Mais c’est seulement à la 24ème année d’occupation qu’Israël a commencé à « corriger » son « erreur » libératrice de 1967 : si jusque-là, l’occupation se distinguait par le vol de la terre (et de l’eau), elle s’est caractérisée alors par le vol du territoire palestinien. En 1991, Israël a commencé à créer deux genres de territoires entre la Méditerranée et le Jourdain : un espace de qualité supérieure, ouvert, développé et bien aménagé, pour les Juifs, et un espace éclaté, dénué volontairement de tout développement, à l’attention des Palestiniens.

Ce changement radical a vu le jour en janvier 1991 quand Israël a retiré le droit à tous les Palestiniens de se déplacer librement dans tout le pays et qu’il a instauré tout un système d’autorisations avec des durées limitées et remises au compte gouttes à une minorité.

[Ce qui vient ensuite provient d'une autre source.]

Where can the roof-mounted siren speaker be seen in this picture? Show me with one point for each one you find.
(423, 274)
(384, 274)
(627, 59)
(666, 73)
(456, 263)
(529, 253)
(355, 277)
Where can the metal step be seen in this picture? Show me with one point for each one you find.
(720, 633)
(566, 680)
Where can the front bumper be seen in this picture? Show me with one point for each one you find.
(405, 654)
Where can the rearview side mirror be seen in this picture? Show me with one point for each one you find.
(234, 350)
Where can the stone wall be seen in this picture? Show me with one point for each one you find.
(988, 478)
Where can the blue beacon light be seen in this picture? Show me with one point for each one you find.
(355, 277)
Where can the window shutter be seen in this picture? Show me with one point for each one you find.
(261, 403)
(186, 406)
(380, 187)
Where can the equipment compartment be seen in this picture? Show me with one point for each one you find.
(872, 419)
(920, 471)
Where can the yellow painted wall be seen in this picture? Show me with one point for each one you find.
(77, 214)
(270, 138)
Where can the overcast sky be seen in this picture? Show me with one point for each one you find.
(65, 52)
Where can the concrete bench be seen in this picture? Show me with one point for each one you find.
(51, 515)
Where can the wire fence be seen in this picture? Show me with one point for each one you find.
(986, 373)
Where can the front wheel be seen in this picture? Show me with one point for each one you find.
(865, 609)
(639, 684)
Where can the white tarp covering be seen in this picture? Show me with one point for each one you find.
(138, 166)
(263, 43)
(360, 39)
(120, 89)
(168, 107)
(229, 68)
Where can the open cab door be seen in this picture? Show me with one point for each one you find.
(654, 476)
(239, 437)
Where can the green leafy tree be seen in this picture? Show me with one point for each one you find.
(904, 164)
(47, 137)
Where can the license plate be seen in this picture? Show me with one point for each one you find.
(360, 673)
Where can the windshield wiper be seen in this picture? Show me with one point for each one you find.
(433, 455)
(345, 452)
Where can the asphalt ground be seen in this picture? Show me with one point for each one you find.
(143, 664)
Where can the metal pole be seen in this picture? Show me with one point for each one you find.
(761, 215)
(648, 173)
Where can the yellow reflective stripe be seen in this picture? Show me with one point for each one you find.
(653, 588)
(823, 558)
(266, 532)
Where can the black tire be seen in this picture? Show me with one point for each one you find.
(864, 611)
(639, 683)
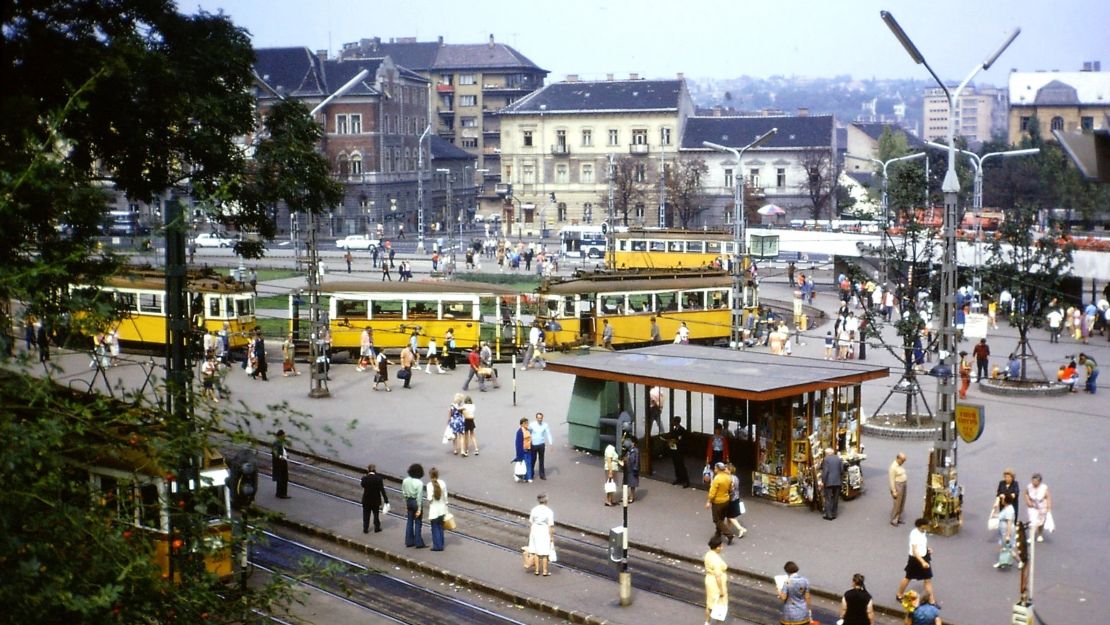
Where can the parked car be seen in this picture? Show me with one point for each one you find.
(356, 242)
(213, 240)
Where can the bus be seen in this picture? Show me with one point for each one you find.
(582, 242)
(573, 310)
(473, 312)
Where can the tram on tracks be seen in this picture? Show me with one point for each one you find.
(472, 311)
(672, 249)
(138, 295)
(574, 310)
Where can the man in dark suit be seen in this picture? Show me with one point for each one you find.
(831, 467)
(280, 460)
(373, 496)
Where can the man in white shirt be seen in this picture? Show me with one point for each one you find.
(541, 437)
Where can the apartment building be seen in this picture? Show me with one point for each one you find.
(557, 142)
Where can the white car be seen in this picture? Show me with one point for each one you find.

D’abord, les habitants de Gaza ont été coupés de tout ce territoire. Puis, est venu le tour de ceux de Cisjordanie. Plus tard, les constructions accélérées des colonies juives et celles des routes de contournement en Cisjordanie (toutes sous le couvert du « processus de paix ») ont séparé le nord du sud de la Cisjordanie et éloigné de plus en plus les villages de leurs terres et de leur grande ville.

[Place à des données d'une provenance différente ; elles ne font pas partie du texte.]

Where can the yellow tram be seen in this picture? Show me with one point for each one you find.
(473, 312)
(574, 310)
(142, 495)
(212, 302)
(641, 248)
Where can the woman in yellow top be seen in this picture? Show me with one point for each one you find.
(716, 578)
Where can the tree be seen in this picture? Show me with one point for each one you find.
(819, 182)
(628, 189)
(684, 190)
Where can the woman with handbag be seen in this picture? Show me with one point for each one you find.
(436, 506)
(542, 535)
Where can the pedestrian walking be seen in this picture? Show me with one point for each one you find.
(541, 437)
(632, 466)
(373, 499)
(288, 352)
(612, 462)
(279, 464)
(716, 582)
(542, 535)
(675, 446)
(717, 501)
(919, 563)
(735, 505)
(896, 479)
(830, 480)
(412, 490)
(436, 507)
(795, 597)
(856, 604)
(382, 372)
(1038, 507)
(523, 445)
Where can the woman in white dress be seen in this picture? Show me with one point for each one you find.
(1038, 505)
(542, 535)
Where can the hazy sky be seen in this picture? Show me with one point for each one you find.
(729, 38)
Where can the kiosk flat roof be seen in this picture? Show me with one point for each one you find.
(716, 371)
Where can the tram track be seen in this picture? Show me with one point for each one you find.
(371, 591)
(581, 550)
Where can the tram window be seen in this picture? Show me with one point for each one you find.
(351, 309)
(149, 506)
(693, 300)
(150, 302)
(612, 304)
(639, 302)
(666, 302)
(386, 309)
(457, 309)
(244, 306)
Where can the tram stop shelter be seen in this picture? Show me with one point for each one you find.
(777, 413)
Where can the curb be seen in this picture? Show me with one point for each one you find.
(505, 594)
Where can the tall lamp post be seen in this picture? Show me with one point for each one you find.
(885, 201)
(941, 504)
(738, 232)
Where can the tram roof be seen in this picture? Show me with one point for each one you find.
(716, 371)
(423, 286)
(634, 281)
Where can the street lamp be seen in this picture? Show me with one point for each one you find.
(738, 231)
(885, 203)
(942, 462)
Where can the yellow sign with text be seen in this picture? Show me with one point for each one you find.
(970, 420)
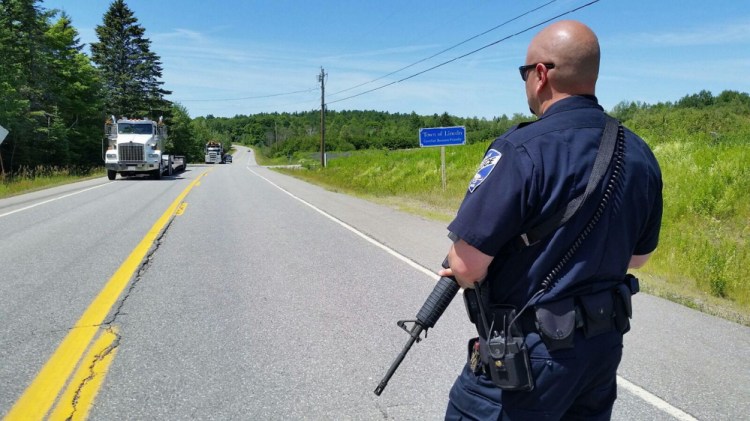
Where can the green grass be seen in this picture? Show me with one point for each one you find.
(702, 260)
(28, 180)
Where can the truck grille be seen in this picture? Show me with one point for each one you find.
(131, 153)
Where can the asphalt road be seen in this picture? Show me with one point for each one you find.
(268, 298)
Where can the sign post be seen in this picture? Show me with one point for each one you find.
(442, 136)
(3, 133)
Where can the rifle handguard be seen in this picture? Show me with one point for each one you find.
(434, 307)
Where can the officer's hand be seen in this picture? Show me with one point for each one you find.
(448, 273)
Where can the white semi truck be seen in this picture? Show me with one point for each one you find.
(135, 146)
(214, 152)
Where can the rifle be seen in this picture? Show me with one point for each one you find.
(431, 310)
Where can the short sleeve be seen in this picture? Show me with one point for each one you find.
(649, 238)
(496, 201)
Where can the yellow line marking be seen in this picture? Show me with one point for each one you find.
(42, 393)
(75, 403)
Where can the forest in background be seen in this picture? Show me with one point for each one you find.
(55, 99)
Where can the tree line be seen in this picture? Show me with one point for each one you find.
(54, 99)
(285, 134)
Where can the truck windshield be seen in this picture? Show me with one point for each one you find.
(134, 128)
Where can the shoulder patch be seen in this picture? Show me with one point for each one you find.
(491, 158)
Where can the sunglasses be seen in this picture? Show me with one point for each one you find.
(524, 70)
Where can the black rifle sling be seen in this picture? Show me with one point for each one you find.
(603, 159)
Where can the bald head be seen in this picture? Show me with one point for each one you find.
(574, 49)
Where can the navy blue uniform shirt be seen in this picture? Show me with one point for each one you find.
(531, 172)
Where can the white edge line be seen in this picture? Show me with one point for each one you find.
(654, 400)
(385, 248)
(632, 388)
(52, 200)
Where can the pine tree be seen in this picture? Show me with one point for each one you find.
(77, 91)
(130, 71)
(24, 80)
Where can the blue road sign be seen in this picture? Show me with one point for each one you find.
(442, 136)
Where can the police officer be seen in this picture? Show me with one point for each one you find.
(528, 175)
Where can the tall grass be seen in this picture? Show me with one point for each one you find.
(27, 179)
(703, 249)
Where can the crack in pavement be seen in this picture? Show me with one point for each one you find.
(108, 327)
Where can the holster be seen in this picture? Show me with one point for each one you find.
(556, 322)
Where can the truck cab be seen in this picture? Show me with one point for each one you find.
(134, 146)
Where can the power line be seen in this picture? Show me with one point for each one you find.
(248, 97)
(447, 49)
(467, 54)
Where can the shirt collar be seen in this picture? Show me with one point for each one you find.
(572, 103)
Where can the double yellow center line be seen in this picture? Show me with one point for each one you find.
(77, 349)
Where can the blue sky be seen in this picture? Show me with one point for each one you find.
(237, 57)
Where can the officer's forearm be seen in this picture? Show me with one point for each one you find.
(469, 265)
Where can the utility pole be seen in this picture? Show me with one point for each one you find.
(321, 79)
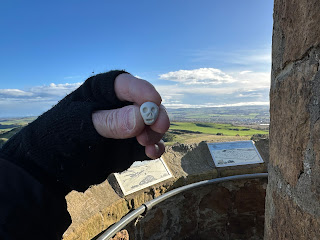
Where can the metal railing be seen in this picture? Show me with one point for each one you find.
(142, 210)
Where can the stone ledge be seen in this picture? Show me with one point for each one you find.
(99, 207)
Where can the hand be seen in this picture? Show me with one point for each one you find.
(127, 122)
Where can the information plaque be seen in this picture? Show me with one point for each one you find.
(142, 174)
(226, 154)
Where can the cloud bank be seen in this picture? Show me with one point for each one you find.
(33, 101)
(202, 87)
(210, 87)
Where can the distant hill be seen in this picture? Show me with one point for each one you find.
(243, 115)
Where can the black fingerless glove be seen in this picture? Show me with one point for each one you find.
(62, 149)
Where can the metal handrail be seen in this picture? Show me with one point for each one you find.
(148, 205)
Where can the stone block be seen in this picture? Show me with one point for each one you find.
(296, 30)
(289, 221)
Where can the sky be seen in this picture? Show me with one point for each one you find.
(197, 53)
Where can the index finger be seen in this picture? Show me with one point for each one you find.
(132, 89)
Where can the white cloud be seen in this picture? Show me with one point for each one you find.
(203, 76)
(53, 89)
(33, 101)
(240, 88)
(14, 93)
(244, 72)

Progressivement, Israël a également restreint les possibilités pour les citoyens non juifs de son Etat de se rendre dans ce territoire ; il leur a refusé de pénétrer dans la bande de Gaza (à partir de 1994), puis en Cisjordanie (2000). Et c’est ainsi qu’on en arrive à aujourd’hui avec un archipel de dizaines de petites enclaves étiolées, coupées les unes des autres, et dont la distance qui les sépare augmente toujours.

Ne demandez pas s’il y a une nostalgie de la période d’occupation d’avant 1991 !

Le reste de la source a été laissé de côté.